One of the signs we watch for in early spring is the appearance of maple sap collecting lines, buckets, and holding tanks. The sap ran a little late this year. The maple producers tell us that cold nights and warm days are needed for the sap to run properly; if the temperature doesn't drop enough at night, or rise enough during the day, it just won't happen.
There are three maple syrup operations with a 5-mile radius of our place, each with its own sugar house. Here's the one we visited with our daughter and grandkids:
We went in to have a look at the equipment. This is the evaporator, which uses wood as fuel.
Maple sap starts out at about 2% sugar. By the time the evaporating process is finished, it's 66% sugar (that's set by law in Michigan). It takes about 43 gallons of sap to make a single gallon of syrup.
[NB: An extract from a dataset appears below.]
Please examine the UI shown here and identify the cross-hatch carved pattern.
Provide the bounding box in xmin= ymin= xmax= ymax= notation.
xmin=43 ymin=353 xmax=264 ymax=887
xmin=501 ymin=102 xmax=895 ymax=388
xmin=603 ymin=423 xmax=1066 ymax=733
The sap is boiled down until the desired percentage of sugar is reached. The resulting syrup is poured through a filter, and let me tell you, if you saw what the filter looks like afterward, you'd be mighty glad it IS filtered. The lady of the farm was canning the syrup, sealing variously sized jars and jugs. She offered us samples of the syrup, and naturally we bought some on the spot.
Out back were the storage tanks for the sap. The trees are tapped and tubing carries the sap to the tanks with an assist from a pump. These tanks were once used to hold milk. Recycling the old to meet the needs of the sugar house is common.
While tubing (in the photo below, you can see it in the background) is usually used today to carry the sap from multiple trees to a collection tank, this sugar producer still also puts out about 70 of the old-fashioned buckets. If I'm not mistaken, he's got over 650 maples in his stand. Each tap hole yields about 10 gallons of sap, and many trees have more than one tap hole.
We had fun seeing the operation. And we've got enough maple syrup now to last us the year, even with grandkids who expect pancakes every time they spend a weekend here! (And you know that pancakes are just a vehicle for the syrup.)
Many local producers offer their wares at farmers markets, so please, support them if you can by purchasing local syrup. You'll get a delicious product and help keep a farmer in business.